Este es el único mal que debemos temer en este mundo: la ofensa a Dios. Por eso el cristiano auténtico debe vivir en continua vigilancia, con el alma en «carne viva», con una sensibilidad aguda para detectar todo lo que, dentro de sí mismo, en su vida, en su comportamiento pueda desagradar a Dios! Esta vigilancia le lleva a huir y evitar situaciones ambiguas, indiferentismos, neutralidades, que deforman y ciegan la conciencia y muchas veces la anestesian, como escribe el Papa Juan Pablo II. Son situaciones peligrosas de aflojamiento interior, de anemia espiritual, de falta de capacidad de reacción:
«Me duele ver el peligro de tibieza en que te encuentras cuando no te veo ir seriamente a la perfección dentro de tu estado.
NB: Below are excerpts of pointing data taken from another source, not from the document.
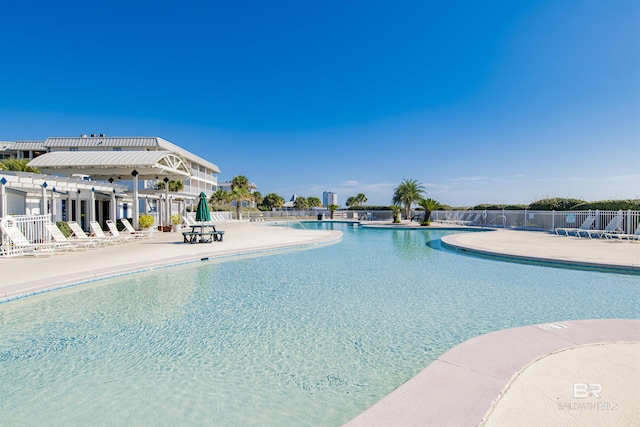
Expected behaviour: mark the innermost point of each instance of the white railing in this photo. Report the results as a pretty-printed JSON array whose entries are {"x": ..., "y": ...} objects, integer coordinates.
[
  {"x": 539, "y": 220},
  {"x": 32, "y": 227}
]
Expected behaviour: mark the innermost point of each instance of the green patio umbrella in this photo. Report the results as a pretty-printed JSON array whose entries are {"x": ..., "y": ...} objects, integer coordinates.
[{"x": 202, "y": 214}]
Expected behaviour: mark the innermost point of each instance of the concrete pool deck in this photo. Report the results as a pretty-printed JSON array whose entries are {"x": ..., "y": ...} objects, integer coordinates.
[{"x": 533, "y": 375}]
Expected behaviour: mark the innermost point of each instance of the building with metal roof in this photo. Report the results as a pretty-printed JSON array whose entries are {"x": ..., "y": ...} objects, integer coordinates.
[{"x": 145, "y": 165}]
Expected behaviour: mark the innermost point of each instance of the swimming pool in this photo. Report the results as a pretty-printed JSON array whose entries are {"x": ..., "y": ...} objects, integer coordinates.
[{"x": 304, "y": 337}]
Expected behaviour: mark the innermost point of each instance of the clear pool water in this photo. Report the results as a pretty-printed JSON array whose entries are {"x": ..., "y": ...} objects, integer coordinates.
[{"x": 304, "y": 338}]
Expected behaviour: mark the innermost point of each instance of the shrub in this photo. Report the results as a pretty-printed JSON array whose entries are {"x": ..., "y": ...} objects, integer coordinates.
[
  {"x": 555, "y": 204},
  {"x": 64, "y": 228},
  {"x": 609, "y": 205},
  {"x": 145, "y": 221}
]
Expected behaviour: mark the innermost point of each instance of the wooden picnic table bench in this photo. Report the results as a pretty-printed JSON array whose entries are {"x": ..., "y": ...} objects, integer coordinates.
[{"x": 203, "y": 233}]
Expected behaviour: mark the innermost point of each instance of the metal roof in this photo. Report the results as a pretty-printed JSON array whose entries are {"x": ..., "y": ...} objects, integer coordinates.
[
  {"x": 140, "y": 142},
  {"x": 29, "y": 146},
  {"x": 114, "y": 164}
]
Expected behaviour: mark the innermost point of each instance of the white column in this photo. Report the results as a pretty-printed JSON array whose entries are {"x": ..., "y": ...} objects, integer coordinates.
[
  {"x": 54, "y": 211},
  {"x": 3, "y": 198},
  {"x": 167, "y": 210},
  {"x": 43, "y": 201},
  {"x": 136, "y": 206},
  {"x": 78, "y": 218},
  {"x": 92, "y": 208},
  {"x": 114, "y": 205}
]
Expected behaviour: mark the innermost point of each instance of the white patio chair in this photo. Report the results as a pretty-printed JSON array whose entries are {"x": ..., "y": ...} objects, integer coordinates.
[
  {"x": 58, "y": 237},
  {"x": 133, "y": 231},
  {"x": 97, "y": 231},
  {"x": 78, "y": 233},
  {"x": 586, "y": 225},
  {"x": 613, "y": 225},
  {"x": 20, "y": 245},
  {"x": 113, "y": 229},
  {"x": 622, "y": 236}
]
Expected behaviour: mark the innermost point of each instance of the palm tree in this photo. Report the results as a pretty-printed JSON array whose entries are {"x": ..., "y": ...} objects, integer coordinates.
[
  {"x": 428, "y": 205},
  {"x": 314, "y": 202},
  {"x": 220, "y": 197},
  {"x": 17, "y": 165},
  {"x": 333, "y": 208},
  {"x": 408, "y": 192},
  {"x": 240, "y": 181},
  {"x": 301, "y": 203},
  {"x": 174, "y": 185},
  {"x": 271, "y": 201},
  {"x": 240, "y": 194},
  {"x": 396, "y": 213}
]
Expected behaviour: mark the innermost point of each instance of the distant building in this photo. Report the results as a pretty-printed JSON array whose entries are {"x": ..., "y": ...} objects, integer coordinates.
[
  {"x": 226, "y": 186},
  {"x": 329, "y": 198}
]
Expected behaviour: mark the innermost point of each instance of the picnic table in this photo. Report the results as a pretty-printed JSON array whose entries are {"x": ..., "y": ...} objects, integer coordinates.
[{"x": 202, "y": 233}]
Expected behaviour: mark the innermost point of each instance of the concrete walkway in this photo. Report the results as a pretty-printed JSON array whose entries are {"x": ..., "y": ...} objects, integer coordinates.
[
  {"x": 26, "y": 275},
  {"x": 540, "y": 246},
  {"x": 535, "y": 375},
  {"x": 541, "y": 375}
]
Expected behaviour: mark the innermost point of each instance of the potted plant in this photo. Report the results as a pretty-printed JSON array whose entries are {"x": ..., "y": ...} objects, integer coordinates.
[
  {"x": 145, "y": 221},
  {"x": 397, "y": 211},
  {"x": 176, "y": 221}
]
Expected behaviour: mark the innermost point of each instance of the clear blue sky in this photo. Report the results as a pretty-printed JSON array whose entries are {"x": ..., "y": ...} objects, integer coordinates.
[{"x": 481, "y": 101}]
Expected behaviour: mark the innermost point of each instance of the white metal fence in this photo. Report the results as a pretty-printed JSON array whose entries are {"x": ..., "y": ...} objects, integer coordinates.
[
  {"x": 514, "y": 219},
  {"x": 32, "y": 227},
  {"x": 542, "y": 220}
]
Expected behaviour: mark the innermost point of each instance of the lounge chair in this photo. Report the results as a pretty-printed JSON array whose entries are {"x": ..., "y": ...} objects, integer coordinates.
[
  {"x": 586, "y": 225},
  {"x": 113, "y": 229},
  {"x": 58, "y": 237},
  {"x": 97, "y": 231},
  {"x": 79, "y": 234},
  {"x": 622, "y": 236},
  {"x": 474, "y": 219},
  {"x": 133, "y": 231},
  {"x": 611, "y": 228},
  {"x": 21, "y": 246}
]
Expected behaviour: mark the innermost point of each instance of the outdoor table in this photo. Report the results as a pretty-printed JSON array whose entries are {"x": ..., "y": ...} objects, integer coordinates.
[{"x": 203, "y": 233}]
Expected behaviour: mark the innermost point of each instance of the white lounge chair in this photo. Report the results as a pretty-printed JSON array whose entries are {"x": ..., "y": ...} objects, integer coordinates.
[
  {"x": 133, "y": 231},
  {"x": 58, "y": 237},
  {"x": 113, "y": 229},
  {"x": 622, "y": 236},
  {"x": 79, "y": 234},
  {"x": 611, "y": 228},
  {"x": 586, "y": 225},
  {"x": 20, "y": 245},
  {"x": 474, "y": 219},
  {"x": 97, "y": 231}
]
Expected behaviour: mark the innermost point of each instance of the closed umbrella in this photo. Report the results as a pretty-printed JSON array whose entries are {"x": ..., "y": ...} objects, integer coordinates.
[{"x": 202, "y": 214}]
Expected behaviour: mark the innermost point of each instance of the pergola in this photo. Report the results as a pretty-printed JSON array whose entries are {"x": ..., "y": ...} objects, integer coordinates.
[{"x": 118, "y": 166}]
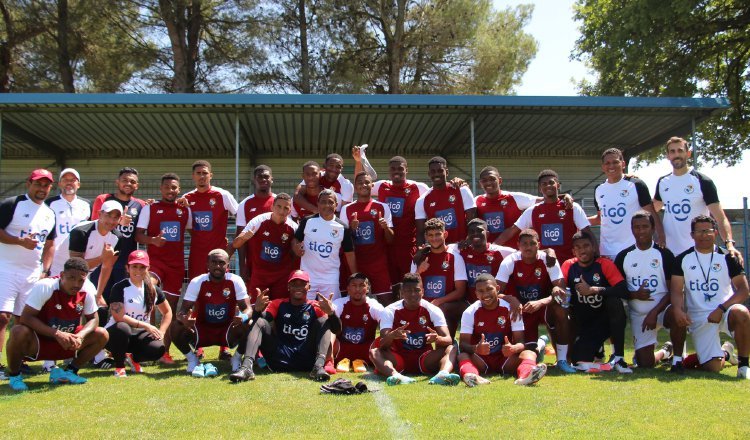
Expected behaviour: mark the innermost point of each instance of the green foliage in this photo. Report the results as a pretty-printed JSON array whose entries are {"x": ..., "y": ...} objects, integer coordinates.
[{"x": 674, "y": 48}]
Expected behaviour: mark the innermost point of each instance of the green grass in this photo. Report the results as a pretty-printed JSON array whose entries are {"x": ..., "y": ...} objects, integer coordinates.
[{"x": 166, "y": 403}]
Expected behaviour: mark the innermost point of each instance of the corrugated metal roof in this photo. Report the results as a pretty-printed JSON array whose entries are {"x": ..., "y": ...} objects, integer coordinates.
[{"x": 117, "y": 125}]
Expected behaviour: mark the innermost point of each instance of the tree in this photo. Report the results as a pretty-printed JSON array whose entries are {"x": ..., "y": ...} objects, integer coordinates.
[{"x": 674, "y": 48}]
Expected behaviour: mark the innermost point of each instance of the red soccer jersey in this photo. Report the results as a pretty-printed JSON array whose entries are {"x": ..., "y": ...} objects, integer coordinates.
[
  {"x": 401, "y": 200},
  {"x": 501, "y": 212},
  {"x": 170, "y": 220},
  {"x": 477, "y": 263}
]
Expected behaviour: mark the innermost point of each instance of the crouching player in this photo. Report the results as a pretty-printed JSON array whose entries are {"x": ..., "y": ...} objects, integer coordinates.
[
  {"x": 50, "y": 326},
  {"x": 525, "y": 275},
  {"x": 408, "y": 348},
  {"x": 359, "y": 317},
  {"x": 213, "y": 299},
  {"x": 294, "y": 333},
  {"x": 484, "y": 342}
]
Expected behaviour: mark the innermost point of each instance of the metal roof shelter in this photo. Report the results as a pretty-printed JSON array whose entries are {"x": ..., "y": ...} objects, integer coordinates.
[{"x": 180, "y": 125}]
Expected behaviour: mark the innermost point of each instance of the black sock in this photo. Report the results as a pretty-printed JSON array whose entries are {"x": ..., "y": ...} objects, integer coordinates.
[{"x": 742, "y": 361}]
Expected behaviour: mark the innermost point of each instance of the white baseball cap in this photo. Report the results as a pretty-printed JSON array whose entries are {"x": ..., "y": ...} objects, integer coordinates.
[
  {"x": 111, "y": 205},
  {"x": 71, "y": 171}
]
-Di conmigo: ¡no quiero tibieza!: "confige timore tuo carnes meas!" -¡dame, Dios mío, un temor filial, que me haga reaccionar!» (Camino, n. 326).
La reacción es una humildad constante, un espíritu contrito que nos lleva a servir al Señor con temor, y ensalzarle con temblor santo (Ps 2; 11). De este modo viviremos, no preocupados, ni angustiados, sino felices, con una felicidad que nada ni nadie nos podrá robar.